Un bon livre donne à penser, dans le sillage qu’il vient de tracer. C’est le cas du dernier ouvrage de Paul-François Paoli (L’imposture du vivre-ensemble de A à Z) dont le ton montre à soi seul que ce dictionnaire est aussi un essai, parfois proche du pamphlet même si l’auteur s’en défend et s’emploie à garder la mesure sans quoi son propos ne serait pas convaincant. Or il l’est, et la question se pose en effet: comment en est-on arrivé à ce que le geste le plus fédérateur grâce auquel les hommes sont parvenus à subsister, prenne aujourd’hui la tournure d’une fadaise sentencieuse visant à recoller coûte que coûte les morceaux d’un tissu social qui s’effrite? Oui, comment cela s’est-il passé pour que cette expression en soi fondatrice désigne aujourd’hui une forme de «partage» vague et émotionnel, puisque tel est le nouvel œcuménisme censé sauver les sociétés européennes d’un désastre prévisible ?
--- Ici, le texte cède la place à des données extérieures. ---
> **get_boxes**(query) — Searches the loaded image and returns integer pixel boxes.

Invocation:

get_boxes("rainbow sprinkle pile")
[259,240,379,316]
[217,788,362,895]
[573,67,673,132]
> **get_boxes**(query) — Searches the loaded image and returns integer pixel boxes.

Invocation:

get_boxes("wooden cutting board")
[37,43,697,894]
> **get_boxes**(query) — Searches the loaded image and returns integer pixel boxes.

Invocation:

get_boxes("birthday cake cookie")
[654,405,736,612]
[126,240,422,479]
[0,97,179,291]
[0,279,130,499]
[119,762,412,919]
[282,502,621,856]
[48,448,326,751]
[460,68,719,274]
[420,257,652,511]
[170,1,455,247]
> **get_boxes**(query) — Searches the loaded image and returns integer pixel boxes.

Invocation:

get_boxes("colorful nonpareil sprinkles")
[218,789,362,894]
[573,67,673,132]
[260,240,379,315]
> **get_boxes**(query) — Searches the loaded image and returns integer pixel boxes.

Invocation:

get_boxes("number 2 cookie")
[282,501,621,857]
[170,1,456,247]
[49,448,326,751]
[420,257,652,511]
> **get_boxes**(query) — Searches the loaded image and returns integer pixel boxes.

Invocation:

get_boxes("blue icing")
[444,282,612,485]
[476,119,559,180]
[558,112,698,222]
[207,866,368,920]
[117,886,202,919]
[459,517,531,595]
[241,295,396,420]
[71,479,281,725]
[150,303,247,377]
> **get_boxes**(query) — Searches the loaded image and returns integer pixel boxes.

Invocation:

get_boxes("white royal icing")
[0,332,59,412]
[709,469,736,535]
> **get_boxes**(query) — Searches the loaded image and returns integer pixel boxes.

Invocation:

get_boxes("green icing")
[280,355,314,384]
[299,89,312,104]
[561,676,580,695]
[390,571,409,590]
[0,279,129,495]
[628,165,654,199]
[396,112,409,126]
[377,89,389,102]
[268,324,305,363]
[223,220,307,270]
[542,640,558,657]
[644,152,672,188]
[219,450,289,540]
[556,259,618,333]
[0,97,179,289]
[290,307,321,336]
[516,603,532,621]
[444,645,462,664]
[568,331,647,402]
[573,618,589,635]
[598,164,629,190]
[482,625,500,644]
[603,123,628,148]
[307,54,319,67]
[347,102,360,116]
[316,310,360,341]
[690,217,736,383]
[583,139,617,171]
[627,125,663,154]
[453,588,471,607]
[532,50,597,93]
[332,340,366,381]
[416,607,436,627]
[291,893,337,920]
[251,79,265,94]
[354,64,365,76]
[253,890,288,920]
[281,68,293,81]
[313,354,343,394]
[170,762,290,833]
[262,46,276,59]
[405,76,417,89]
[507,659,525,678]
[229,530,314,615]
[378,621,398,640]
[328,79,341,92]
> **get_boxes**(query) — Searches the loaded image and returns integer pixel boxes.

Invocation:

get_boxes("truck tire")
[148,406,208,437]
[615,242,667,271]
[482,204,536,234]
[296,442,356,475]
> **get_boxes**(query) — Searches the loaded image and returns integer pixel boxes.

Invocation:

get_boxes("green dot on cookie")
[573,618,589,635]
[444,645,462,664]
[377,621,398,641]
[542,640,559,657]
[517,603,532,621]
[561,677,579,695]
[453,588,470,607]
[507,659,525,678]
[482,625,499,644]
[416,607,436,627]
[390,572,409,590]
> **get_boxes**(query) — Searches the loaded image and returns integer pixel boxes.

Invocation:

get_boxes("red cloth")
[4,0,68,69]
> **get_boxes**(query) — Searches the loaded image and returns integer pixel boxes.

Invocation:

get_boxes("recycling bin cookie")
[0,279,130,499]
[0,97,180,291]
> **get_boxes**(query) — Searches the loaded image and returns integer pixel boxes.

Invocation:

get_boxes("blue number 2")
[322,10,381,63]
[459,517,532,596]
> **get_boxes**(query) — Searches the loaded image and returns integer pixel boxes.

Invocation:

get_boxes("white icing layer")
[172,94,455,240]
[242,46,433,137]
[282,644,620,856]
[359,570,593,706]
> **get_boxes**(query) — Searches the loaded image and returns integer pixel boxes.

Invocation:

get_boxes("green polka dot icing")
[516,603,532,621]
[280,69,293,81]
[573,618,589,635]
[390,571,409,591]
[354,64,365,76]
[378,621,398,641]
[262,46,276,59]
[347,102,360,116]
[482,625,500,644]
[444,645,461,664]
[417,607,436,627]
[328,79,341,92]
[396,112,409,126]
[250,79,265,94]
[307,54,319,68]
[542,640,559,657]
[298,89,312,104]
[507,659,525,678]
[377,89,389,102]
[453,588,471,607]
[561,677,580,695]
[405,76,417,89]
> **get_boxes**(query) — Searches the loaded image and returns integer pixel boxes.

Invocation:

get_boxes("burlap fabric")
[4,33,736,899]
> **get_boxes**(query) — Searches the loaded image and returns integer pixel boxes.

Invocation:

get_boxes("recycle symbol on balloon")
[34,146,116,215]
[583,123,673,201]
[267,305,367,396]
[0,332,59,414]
Pour traiter un sujet aussi grave, le choix du dictionnaire est à première vue surprenant. Paoli joue en fait sur un double registre en retraçant un «panorama de la vie intellectuelle française» du siècle dernier à nos jours, tout en intercalant entre les noms d’auteur des notices thématiques qui actualisent son analyse du «vivre ensemble» dont certains des auteurs cités furent les détracteurs, d’autres les thuriféraires. L’actualité la plus récente plonge ainsi ses racines dans un passé dont l’auteur ravive la mémoire afin que nul ne prétende ignorer la lente «érosion nihiliste» des esprits d’où procède la situation actuelle. Par son sujet, mais dans un style plus sobre, cet abécédaire s’inscrit dans la lignée du Dictionnaire des idées reçues de Gustave Flaubert et de celui de Léon Bloy, impitoyable exégète des «lieux communs» meurtriers dont se repaissent les Bourgeois. Les mettre en perspective permet aussi de mesurer ce qui les sépare.
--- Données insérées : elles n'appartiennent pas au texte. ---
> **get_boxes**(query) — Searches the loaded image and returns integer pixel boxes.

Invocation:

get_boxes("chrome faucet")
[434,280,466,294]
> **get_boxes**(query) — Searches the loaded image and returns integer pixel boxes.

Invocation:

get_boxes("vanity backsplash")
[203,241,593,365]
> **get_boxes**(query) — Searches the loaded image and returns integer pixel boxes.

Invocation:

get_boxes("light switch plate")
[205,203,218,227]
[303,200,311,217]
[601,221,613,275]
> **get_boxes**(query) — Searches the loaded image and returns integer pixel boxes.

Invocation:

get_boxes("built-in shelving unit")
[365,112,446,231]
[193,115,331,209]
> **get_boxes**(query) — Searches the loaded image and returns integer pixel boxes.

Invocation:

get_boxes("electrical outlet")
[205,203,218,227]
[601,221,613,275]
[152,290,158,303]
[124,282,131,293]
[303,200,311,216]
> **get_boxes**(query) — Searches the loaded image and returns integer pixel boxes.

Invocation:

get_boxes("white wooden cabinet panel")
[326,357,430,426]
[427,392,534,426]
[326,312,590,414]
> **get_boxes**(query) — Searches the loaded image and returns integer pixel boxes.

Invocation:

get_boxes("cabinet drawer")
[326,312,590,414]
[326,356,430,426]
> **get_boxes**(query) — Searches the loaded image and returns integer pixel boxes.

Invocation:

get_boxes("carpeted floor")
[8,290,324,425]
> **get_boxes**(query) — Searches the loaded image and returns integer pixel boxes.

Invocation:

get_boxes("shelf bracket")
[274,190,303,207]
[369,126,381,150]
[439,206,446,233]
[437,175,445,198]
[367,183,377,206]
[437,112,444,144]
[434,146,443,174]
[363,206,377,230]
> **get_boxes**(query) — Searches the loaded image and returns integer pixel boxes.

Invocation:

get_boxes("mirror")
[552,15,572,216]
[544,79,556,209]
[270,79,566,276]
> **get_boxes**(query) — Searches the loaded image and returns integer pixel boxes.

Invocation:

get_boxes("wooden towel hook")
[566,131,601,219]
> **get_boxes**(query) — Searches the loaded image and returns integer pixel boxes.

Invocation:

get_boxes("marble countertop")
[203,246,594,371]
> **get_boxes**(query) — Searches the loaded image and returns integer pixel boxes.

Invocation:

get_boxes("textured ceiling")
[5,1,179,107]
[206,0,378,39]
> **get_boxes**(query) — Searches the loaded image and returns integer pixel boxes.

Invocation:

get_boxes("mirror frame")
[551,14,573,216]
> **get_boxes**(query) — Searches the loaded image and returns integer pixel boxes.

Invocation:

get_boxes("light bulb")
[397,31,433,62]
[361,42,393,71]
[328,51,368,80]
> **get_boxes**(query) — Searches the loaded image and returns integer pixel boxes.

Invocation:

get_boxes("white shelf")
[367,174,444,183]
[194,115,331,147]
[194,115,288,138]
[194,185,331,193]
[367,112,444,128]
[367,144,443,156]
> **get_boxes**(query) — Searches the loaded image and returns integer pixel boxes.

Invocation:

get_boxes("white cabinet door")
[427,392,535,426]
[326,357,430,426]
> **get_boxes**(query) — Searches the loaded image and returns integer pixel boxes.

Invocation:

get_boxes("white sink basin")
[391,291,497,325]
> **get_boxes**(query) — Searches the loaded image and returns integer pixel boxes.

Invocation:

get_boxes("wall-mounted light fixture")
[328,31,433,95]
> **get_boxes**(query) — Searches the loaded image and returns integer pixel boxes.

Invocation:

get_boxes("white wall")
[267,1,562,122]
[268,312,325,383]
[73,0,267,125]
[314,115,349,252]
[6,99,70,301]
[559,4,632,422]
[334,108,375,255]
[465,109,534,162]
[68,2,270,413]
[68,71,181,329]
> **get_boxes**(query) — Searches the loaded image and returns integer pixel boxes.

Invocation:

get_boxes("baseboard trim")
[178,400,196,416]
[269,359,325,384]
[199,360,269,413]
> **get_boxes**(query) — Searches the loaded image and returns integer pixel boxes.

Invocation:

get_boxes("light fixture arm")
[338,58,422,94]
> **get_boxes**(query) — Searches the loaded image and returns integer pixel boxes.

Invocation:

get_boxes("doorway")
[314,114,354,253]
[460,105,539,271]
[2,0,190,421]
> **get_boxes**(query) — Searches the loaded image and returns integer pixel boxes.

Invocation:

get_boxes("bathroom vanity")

La cible tout d’abord, qui n’est plus le bourgeois replet et auto satisfait mais son avatar postmoderne, en la personne du bobo intello-socialo-écolo, tout aussi friand de banalités bien-pensantes lui permettant de jouir de son statut de citoyen éclairé et de défenseur de l’humanité. Mais qu’espérait Bloy en égrenant ces lieux communs avec la rage qu’on lui connaît? Que leur trivialité inciterait les bourgeois à se taire afin de laisser œuvrer le surnaturel dans les âmes encore dignes d’être sauvées. Qu’ambitionnait Flaubert collectionnant les idées reçues permettant à ses contemporains de faire bonne figure dans les salons? De déstabiliser son lecteur se demandant «si on se fout de lui, oui ou non», ou s’il lui faut reconnaître sa médiocrité dans le miroir qu’on lui tend. Qu’en est-il maintenant qu’il ne s’agit plus seulement de pourfendre la bêtise mais de rééduquer des citoyens récalcitrants? Si la forme choisie (dictionnaire) le lui avait permis, l’auteur se serait probablement interrogé sur le statut pour le moins étrange des mots et expressions propres à cette novlangue ultramédiatisée qui sert à départager les honnêtes gens et les salauds et «à exclure du champ de la normalité idéologique tous ceux qui n’y adhèrent pas.»

Nombre d’affirmations péremptoires se sont en effet installées dans le discours contemporain en tant qu’évidences indiscutables censées dénoncer les préjugés bien enracinés (racisme, xénophobie, misogynie, homophobie, etc.) qui nuisent au «vivre-ensemble». De nouvelles idées reçues donc, mais en quel sens? Pas d’absurdes banalités, mais des armes de destruction massive à retardement puisque le caractère lénifiant de la réponse imposée n’apporte aucune réponse concrète aux faits incriminés (délinquance, radicalisation, heurts intercommunautaires). Car ces idées, qui ne sont en fait que des opinions, jouissent d’emblée d’un statut transcendant qui les soustrait à la discussion. Des lieux communs? Sans aucun doute, tant en raison de leur platitude que des motifs pour lesquels on les utilise: rendre plus «commune» encore l’opinion qu’ils véhiculent, tout en espérant qu’il en jaillira miraculeusement un «monde commun» (H. Arendt) fédérant les individus partageant une même indignation vertueuse à l’endroit des mal-pensants.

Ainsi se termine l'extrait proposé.